Antony Tudor Workshops

In 2010, Principia offered a one-week Antony Tudor dance workshop. Watch the video above to learn more about Antony Tudor and what this workshop achieved. Below is a video of a Tudor Ballet at Principia College.

In December of 2011, 10 dancers from the College, two from the Upper School, and five from Webster University in St. Louis participated in another Antony Tudor workshop and were  given the chance to study under three world-class dancers and choreographers.

Professional dancer and choreographer John Gardner (of American Ballet Theatre and Baryshnikov’s White Oak Dance Project), ABT prima ballerina and Tudor Trust Répétiteur Amanda McKerrow, and choreographer Margaret Eginton, former principal dancer with the Merce Cunningham Dance Company, traveled to the College to lead this special, intensive workshop.
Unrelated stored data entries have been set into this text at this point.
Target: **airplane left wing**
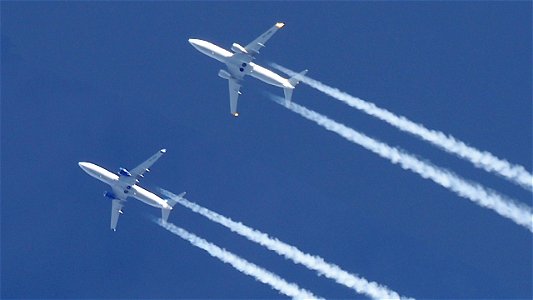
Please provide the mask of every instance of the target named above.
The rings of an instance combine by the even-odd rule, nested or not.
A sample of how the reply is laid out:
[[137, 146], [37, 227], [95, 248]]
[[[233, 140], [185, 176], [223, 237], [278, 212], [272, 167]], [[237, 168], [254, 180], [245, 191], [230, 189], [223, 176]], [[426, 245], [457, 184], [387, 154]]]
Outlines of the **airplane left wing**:
[[274, 33], [276, 33], [283, 26], [285, 26], [285, 24], [276, 23], [274, 26], [272, 26], [265, 33], [263, 33], [258, 38], [253, 40], [253, 42], [251, 42], [250, 44], [246, 45], [246, 47], [244, 47], [244, 49], [246, 49], [246, 51], [248, 51], [248, 53], [251, 53], [251, 54], [259, 53], [259, 49], [261, 49], [262, 47], [265, 47], [266, 42], [274, 35]]
[[239, 113], [237, 112], [237, 101], [239, 100], [239, 95], [241, 94], [241, 85], [239, 82], [234, 78], [228, 79], [229, 83], [229, 108], [231, 111], [231, 114], [235, 117], [239, 116]]
[[122, 207], [124, 207], [124, 200], [113, 199], [111, 205], [111, 229], [117, 231], [118, 217], [122, 214]]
Mornings were devoted to technique classes with McKerrow and Gardner; afternoons were dedicated to the creation of two exciting, original pieces choreographed by Gardner and Eginton. An informal showing on the final day provided dancers, choreographers, and audience members the opportunity to revel in all that had been accomplished in this short but amazingly productive week of dance. Both pieces will be performed this spring as highlights of the College Dance Production.
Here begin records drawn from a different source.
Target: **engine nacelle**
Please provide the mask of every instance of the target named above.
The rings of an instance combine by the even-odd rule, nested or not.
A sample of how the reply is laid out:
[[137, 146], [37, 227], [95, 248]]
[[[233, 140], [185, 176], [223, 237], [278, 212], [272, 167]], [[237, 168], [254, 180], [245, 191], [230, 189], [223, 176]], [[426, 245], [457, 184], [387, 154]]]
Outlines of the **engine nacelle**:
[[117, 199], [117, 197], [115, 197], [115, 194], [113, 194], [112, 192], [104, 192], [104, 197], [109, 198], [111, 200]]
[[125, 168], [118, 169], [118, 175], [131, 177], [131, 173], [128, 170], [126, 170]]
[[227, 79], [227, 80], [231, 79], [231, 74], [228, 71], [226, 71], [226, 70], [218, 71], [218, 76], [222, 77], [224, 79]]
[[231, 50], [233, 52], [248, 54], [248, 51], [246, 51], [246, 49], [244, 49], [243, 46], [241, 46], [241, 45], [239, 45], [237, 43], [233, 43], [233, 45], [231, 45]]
“This was so amazing!” said Hilary Harper-Wilcoxen, chair of the Theatre and Dance Department. “To have dancers and choreographers of this caliber create two pieces around Principia’s dancers, and offer them as world-premiere performances this spring, is extraordinary!”

The professional dancers found the experience beneficial as well. Gardner explained what he enjoys most about working with Principia dancers: “They’re so hungry to learn. They’re present and focused, ask questions, and work hard. I can really be creative here.”

It was clear the students were enjoying the creative interplay—and working hard. During a short break one dancer shared, “It’s been really tough and I’ve had to push myself—much of this is new to me—I’ve learned so much!” But some of the work was play, too. From imagining a scarf to be a matador’s cape to whirling to Middle Eastern drumming, there was no shortage of joyful spontaneity.

Meg Eginton, whose modern dance piece features two young sisters playing at the seaside, summed up the experience frankly during rehearsal. “I love coming to Principia,” she said. “It’s a highlight of my year. It’s like coming to a well of good water.” Then, turning back to the dancers and the work at hand, she said, “Okay everyone, let’s take it from the Frankenstein walk!”

I think the fact that all of the dancers have other majors facilitates an eclectic, well-rounded, and critically thinking group of dancers, which in turn enriches the dancing itself and attracts like-minded professors.